There is nothing in Utah history that prepares white people of San Juan County for an American Indian majority county commission setting their tax rates and deciding where to spend the money.

There is nothing in Utah history that prepares Indians in San Juan County for that, either.

U.S. District Judge Robert Shelby’s recent decision to create new commission boundaries and elections in San Juan County comes after a long legal fight by tribal members to make their votes count in county elections. It may very well produce two Indian commissioners on the three-member commission.

Nowhere in Utah since the arrival of Mormon pioneers 121 years ago has there been an Indian-majority county government. In fact, the white immigrants have dominated from the time of their arrival, and for much of that time they did so not just with the intent of controlling Indians. It was more like cultural extermination.

And nowhere has that played out more painfully than in Utah’s largest county. Despite a little more than half the population being Indian, white politicians always have called the shots, perpetuating the belief that only they can properly manage things.
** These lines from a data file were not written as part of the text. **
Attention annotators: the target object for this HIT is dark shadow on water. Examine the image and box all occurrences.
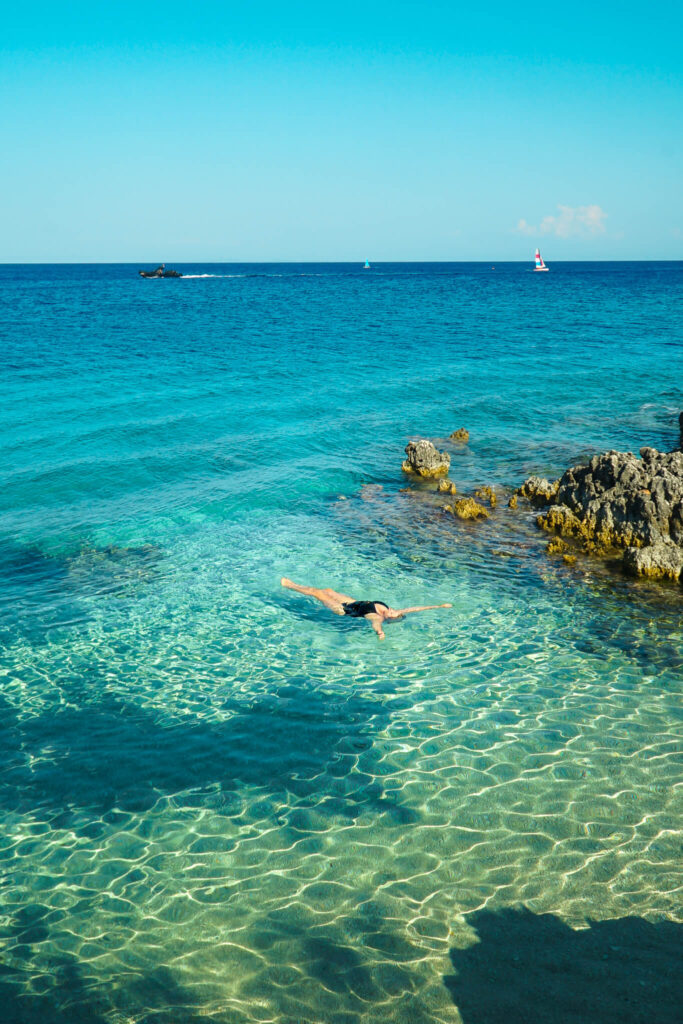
[0,540,162,644]
[444,908,683,1024]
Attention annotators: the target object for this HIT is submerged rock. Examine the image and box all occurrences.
[445,498,488,519]
[474,484,498,509]
[546,537,569,555]
[517,476,560,508]
[451,427,471,443]
[532,447,683,580]
[401,439,451,479]
[624,541,683,580]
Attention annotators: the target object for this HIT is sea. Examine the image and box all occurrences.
[0,261,683,1024]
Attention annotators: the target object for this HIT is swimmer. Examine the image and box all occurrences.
[280,577,453,640]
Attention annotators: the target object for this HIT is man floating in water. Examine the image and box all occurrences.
[280,577,453,640]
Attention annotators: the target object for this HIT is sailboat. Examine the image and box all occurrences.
[533,249,548,270]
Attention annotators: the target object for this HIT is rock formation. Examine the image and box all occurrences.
[444,498,488,519]
[401,439,451,479]
[532,447,683,580]
[474,484,498,509]
[518,476,560,508]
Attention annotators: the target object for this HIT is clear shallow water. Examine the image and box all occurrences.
[0,263,683,1024]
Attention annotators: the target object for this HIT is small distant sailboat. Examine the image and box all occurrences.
[533,249,548,270]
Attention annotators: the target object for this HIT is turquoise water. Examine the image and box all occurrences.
[0,263,683,1024]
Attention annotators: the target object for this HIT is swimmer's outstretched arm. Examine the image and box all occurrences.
[362,613,384,640]
[396,604,453,615]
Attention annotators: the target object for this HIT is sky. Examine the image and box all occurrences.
[0,0,683,264]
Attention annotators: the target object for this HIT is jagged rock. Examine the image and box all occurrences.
[624,541,683,580]
[401,439,451,478]
[474,484,498,509]
[532,447,683,580]
[445,498,488,519]
[517,476,559,508]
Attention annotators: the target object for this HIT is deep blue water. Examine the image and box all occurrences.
[0,263,683,1024]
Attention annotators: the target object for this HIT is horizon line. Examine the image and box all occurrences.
[0,256,683,266]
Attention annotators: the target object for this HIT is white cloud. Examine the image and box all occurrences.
[517,203,607,239]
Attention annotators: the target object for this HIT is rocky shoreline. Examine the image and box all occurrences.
[402,423,683,584]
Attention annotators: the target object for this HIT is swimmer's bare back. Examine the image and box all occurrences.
[280,577,453,640]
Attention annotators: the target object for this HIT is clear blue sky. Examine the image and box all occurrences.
[0,0,683,263]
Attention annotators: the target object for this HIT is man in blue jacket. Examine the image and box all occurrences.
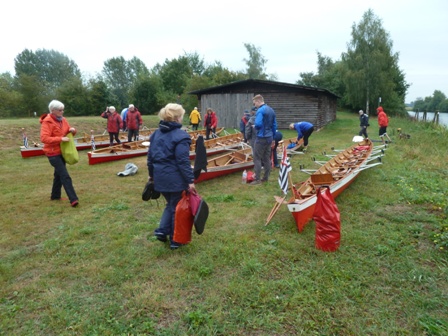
[289,121,314,151]
[250,95,277,185]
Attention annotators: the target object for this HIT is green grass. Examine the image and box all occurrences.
[0,112,448,335]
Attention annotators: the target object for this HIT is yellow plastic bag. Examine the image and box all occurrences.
[61,133,79,165]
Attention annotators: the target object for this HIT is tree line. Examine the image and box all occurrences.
[412,90,448,112]
[0,9,428,117]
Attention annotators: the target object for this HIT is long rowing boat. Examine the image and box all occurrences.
[194,144,254,183]
[87,140,149,165]
[288,139,384,232]
[87,133,243,165]
[20,127,160,158]
[190,133,244,159]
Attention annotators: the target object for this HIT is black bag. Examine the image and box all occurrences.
[142,181,160,201]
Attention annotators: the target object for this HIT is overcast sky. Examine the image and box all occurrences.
[0,0,448,102]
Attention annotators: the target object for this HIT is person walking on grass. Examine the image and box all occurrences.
[147,104,195,250]
[376,106,392,145]
[40,100,79,207]
[250,95,277,185]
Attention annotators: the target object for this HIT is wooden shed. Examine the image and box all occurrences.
[189,79,338,129]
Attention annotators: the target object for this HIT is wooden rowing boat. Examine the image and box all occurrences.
[186,127,225,140]
[87,133,243,165]
[277,137,303,159]
[87,140,149,165]
[194,143,254,183]
[288,139,384,232]
[20,128,156,158]
[190,133,244,159]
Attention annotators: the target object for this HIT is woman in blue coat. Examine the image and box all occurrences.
[147,104,195,249]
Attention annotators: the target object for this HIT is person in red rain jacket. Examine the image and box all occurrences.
[101,106,123,146]
[40,100,78,207]
[126,104,143,142]
[204,108,218,140]
[376,106,392,144]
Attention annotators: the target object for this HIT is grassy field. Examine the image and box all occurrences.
[0,112,448,335]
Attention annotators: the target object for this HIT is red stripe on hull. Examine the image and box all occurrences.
[87,152,147,165]
[194,164,254,183]
[290,174,358,232]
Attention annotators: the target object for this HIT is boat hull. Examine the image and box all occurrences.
[194,161,254,183]
[20,141,109,159]
[288,172,359,232]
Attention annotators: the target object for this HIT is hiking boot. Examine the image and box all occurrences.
[154,232,168,243]
[170,242,184,250]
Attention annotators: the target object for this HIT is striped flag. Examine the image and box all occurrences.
[90,134,96,150]
[278,146,292,195]
[23,132,28,148]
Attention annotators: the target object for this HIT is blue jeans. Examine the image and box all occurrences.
[254,137,272,181]
[154,191,182,241]
[128,129,138,142]
[48,155,78,203]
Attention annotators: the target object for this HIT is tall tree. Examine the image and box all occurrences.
[342,9,409,114]
[14,49,81,94]
[243,43,268,79]
[103,56,134,106]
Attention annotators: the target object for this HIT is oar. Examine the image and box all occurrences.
[264,195,286,226]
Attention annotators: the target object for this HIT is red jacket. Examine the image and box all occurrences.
[40,113,76,156]
[204,111,218,128]
[376,106,389,127]
[101,111,123,133]
[126,108,143,131]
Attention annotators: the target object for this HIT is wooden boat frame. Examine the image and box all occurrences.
[287,140,385,232]
[195,142,254,183]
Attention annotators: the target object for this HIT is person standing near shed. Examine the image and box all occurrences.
[101,106,123,146]
[126,104,143,142]
[250,95,277,185]
[358,110,370,139]
[190,107,201,131]
[376,106,392,145]
[289,121,314,151]
[204,108,218,140]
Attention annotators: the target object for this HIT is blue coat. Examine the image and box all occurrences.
[255,104,277,138]
[294,121,314,140]
[147,121,194,192]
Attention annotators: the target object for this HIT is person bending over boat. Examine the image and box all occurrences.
[40,100,79,207]
[289,121,314,151]
[147,103,195,249]
[101,106,123,146]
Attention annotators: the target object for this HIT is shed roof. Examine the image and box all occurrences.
[189,79,339,98]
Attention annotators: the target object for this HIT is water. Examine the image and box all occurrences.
[408,111,448,126]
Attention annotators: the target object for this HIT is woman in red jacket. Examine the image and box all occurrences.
[40,100,79,207]
[101,106,123,146]
[376,106,392,144]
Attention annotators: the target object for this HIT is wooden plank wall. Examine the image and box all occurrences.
[201,93,254,131]
[200,90,336,130]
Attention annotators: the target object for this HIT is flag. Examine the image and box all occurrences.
[278,146,292,195]
[90,134,96,150]
[23,132,28,148]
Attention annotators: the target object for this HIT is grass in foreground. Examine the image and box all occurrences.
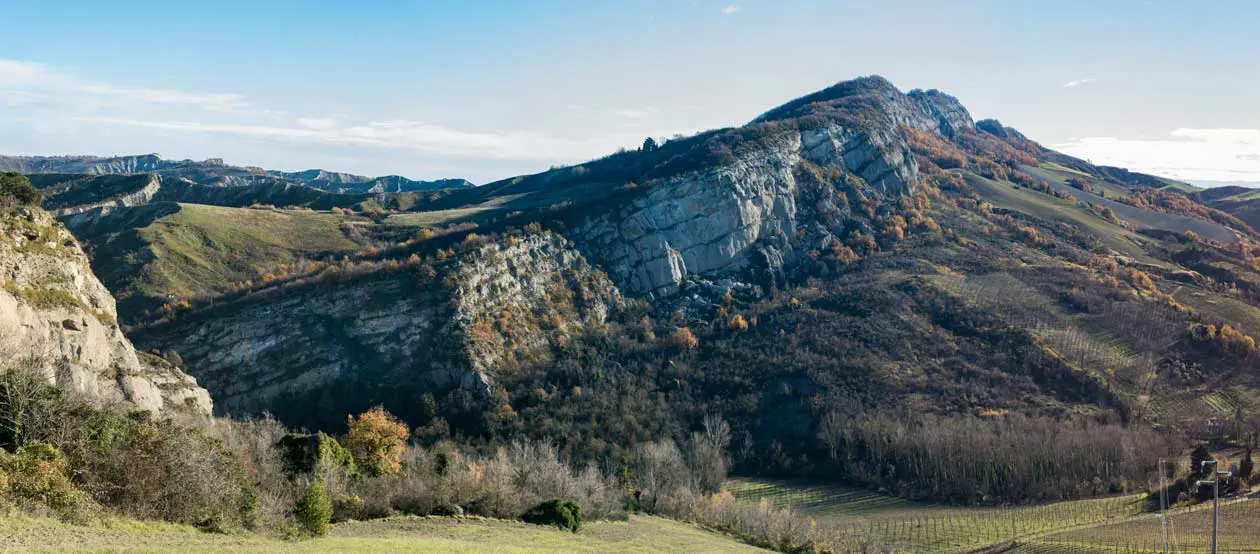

Will it be different in San Juan County if it has two Indian commissioners? Sure. For starters, you’ll probably see more money spent south of Mexican Hat. Almost half the county population lives on the sprawling Navajo reservation, but a smaller part of county money gets spent there. The attitude in the white-dominated north has been that the Navajo tribe and the federal government take care of tribal members, but anyone who has traveled through the reservation can see plenty of opportunities for the county to improve the lives of its Indian citizens.

There is grumbling that reservation land does not produce property tax revenue, and therefore Indian county commissioners could be allocating other people’s property tax money while paying none of their own.

That’s true, but it’s not an argument for diminishing anyone’s voting rights, which is what the old commission boundaries did. We’re not back in the days when only property owners could vote, and those days shouldn’t return.

But it does point to challenges ahead. If at the end of this process it’s still just one side dominating the other, then the people of San Juan County will continue to be fractured. Both sides need to find common ground, and they won’t find much in past history to help them get there.